O zaman Dev-Genç’in bünyesinden çıkmış sol silâhlı örgütler hâlâ var... Hâlâ oraya buraya bomba koyuyorlar, hâlâ dağa çıkıyorlar, hâlâ askere, polise kurşun sıkıyorlar.
Ya Ülkü Ocaklılar? Bir tane silâh kullanan var mı? Çünkü ülkücülerin gayesi ihtilâl yapmak, insanları sindirmek değildi. Hiçbir zaman olmamıştır.
Neden silâhlı sol hareketler evrilerek, çevrilerek (PKK da dâhil) hareketini kesintisiz sürdürüyor?
Bu dizi gençleri, silâha ve kökü dışarıda, üstelik iflâs etmiş ideolojilere özendiriyor!

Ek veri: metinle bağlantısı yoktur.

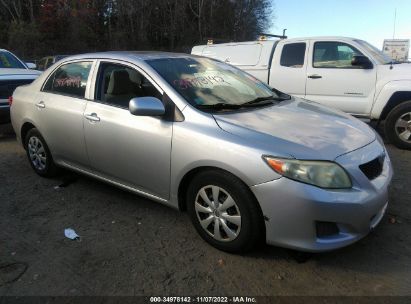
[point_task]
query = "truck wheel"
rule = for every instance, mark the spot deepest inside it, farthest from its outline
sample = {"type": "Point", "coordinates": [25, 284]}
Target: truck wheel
{"type": "Point", "coordinates": [224, 212]}
{"type": "Point", "coordinates": [398, 126]}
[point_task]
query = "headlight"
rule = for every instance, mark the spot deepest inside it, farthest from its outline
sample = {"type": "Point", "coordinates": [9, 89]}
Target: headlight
{"type": "Point", "coordinates": [324, 174]}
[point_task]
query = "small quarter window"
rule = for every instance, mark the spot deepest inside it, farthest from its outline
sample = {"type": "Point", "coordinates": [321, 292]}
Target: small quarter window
{"type": "Point", "coordinates": [69, 79]}
{"type": "Point", "coordinates": [293, 55]}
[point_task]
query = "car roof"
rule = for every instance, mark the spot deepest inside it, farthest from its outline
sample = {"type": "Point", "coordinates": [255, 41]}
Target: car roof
{"type": "Point", "coordinates": [129, 55]}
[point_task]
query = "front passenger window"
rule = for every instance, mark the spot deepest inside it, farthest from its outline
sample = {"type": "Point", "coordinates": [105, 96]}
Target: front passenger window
{"type": "Point", "coordinates": [117, 84]}
{"type": "Point", "coordinates": [330, 54]}
{"type": "Point", "coordinates": [293, 55]}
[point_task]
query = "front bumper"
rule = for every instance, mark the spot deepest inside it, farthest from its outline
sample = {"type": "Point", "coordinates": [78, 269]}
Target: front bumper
{"type": "Point", "coordinates": [293, 209]}
{"type": "Point", "coordinates": [4, 111]}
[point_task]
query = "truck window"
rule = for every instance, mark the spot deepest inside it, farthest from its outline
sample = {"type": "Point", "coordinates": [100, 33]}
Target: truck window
{"type": "Point", "coordinates": [334, 55]}
{"type": "Point", "coordinates": [293, 55]}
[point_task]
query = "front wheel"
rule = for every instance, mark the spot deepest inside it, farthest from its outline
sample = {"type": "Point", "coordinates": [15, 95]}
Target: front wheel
{"type": "Point", "coordinates": [224, 212]}
{"type": "Point", "coordinates": [39, 154]}
{"type": "Point", "coordinates": [398, 125]}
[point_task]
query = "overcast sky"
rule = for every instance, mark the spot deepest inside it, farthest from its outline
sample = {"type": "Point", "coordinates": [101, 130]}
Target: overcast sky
{"type": "Point", "coordinates": [371, 20]}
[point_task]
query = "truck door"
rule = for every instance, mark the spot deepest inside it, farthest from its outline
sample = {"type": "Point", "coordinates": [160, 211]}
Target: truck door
{"type": "Point", "coordinates": [333, 81]}
{"type": "Point", "coordinates": [288, 68]}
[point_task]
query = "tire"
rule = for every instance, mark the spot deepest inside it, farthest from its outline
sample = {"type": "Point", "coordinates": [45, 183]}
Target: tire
{"type": "Point", "coordinates": [244, 219]}
{"type": "Point", "coordinates": [398, 126]}
{"type": "Point", "coordinates": [39, 155]}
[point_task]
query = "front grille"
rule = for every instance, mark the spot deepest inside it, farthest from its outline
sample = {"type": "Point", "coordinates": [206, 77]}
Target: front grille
{"type": "Point", "coordinates": [7, 87]}
{"type": "Point", "coordinates": [373, 168]}
{"type": "Point", "coordinates": [325, 229]}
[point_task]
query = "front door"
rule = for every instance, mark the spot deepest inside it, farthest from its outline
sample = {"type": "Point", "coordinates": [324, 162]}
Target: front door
{"type": "Point", "coordinates": [333, 81]}
{"type": "Point", "coordinates": [132, 150]}
{"type": "Point", "coordinates": [59, 112]}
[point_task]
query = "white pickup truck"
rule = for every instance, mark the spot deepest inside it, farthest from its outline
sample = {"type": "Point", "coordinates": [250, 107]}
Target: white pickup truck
{"type": "Point", "coordinates": [345, 73]}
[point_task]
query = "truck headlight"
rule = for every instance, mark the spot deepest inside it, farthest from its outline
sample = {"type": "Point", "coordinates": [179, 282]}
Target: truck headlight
{"type": "Point", "coordinates": [323, 174]}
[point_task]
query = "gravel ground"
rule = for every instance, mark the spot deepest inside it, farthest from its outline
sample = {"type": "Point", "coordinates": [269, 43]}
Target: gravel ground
{"type": "Point", "coordinates": [132, 246]}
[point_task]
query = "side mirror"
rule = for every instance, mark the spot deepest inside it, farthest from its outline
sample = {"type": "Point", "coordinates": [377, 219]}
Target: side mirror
{"type": "Point", "coordinates": [146, 106]}
{"type": "Point", "coordinates": [362, 62]}
{"type": "Point", "coordinates": [31, 65]}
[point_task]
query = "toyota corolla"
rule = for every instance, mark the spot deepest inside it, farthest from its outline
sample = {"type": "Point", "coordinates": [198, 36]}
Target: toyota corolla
{"type": "Point", "coordinates": [246, 161]}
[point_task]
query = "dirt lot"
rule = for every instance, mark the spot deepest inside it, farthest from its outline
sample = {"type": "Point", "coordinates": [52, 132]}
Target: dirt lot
{"type": "Point", "coordinates": [132, 246]}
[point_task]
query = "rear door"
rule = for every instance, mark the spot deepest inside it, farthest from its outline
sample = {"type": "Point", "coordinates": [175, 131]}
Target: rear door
{"type": "Point", "coordinates": [132, 150]}
{"type": "Point", "coordinates": [59, 109]}
{"type": "Point", "coordinates": [333, 81]}
{"type": "Point", "coordinates": [288, 69]}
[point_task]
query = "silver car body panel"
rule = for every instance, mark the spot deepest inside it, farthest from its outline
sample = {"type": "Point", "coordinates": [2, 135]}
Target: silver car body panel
{"type": "Point", "coordinates": [151, 156]}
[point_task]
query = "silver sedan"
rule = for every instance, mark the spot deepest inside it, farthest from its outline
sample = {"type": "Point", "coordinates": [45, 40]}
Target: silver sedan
{"type": "Point", "coordinates": [246, 161]}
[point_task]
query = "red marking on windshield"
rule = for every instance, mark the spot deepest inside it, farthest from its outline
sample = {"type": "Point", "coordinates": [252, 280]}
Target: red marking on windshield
{"type": "Point", "coordinates": [68, 82]}
{"type": "Point", "coordinates": [199, 82]}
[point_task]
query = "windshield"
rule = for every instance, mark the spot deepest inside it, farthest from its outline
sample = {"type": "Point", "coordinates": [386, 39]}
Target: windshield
{"type": "Point", "coordinates": [378, 55]}
{"type": "Point", "coordinates": [204, 82]}
{"type": "Point", "coordinates": [9, 61]}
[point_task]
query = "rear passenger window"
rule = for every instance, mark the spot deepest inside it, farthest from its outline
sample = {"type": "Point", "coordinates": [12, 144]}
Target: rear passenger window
{"type": "Point", "coordinates": [69, 79]}
{"type": "Point", "coordinates": [293, 55]}
{"type": "Point", "coordinates": [117, 84]}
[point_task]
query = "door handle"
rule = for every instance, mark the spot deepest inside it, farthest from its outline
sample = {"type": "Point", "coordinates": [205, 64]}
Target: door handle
{"type": "Point", "coordinates": [40, 105]}
{"type": "Point", "coordinates": [315, 76]}
{"type": "Point", "coordinates": [92, 117]}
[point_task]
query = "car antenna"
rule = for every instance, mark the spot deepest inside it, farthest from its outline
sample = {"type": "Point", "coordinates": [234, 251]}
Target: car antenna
{"type": "Point", "coordinates": [393, 36]}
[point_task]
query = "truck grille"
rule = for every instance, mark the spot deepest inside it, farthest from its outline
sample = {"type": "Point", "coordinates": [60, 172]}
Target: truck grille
{"type": "Point", "coordinates": [7, 87]}
{"type": "Point", "coordinates": [373, 168]}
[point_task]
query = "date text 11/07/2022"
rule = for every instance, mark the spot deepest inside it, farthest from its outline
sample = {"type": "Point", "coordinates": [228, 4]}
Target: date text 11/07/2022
{"type": "Point", "coordinates": [200, 299]}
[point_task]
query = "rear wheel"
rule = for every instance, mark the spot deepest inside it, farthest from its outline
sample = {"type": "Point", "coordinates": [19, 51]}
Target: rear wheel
{"type": "Point", "coordinates": [398, 125]}
{"type": "Point", "coordinates": [39, 154]}
{"type": "Point", "coordinates": [224, 212]}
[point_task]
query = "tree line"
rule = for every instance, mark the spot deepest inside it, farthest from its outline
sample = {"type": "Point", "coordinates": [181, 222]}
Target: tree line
{"type": "Point", "coordinates": [36, 28]}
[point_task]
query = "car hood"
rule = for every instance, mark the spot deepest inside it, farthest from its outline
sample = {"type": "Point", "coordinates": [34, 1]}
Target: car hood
{"type": "Point", "coordinates": [300, 129]}
{"type": "Point", "coordinates": [18, 73]}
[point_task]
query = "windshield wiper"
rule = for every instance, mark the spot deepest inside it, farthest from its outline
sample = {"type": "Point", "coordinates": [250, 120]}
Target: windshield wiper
{"type": "Point", "coordinates": [262, 101]}
{"type": "Point", "coordinates": [219, 106]}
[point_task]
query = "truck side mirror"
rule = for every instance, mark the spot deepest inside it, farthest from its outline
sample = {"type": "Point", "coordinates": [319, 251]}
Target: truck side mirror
{"type": "Point", "coordinates": [362, 62]}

(Ara not: Ülkü Ocakları üzerine daha sık yazacağım. Şu sıra MHP Genel Merkezi’nin ataleti, tembelliği maalesef Ülkü Ocakları’na da sinmiş. Ocak, Genel Merkez’in “politbüro zihniyeti” ne uydurulmuştur. Çok acı. Ülkü Ocakları’na cemiyetin sesi olma hakkı hemen hiç kullandırılmamaktadır.)
Soru: Ülkücü Ocakları yönetimi, gerçekleri anlatmak için film yapımcılarıyla hiç görüştü mü?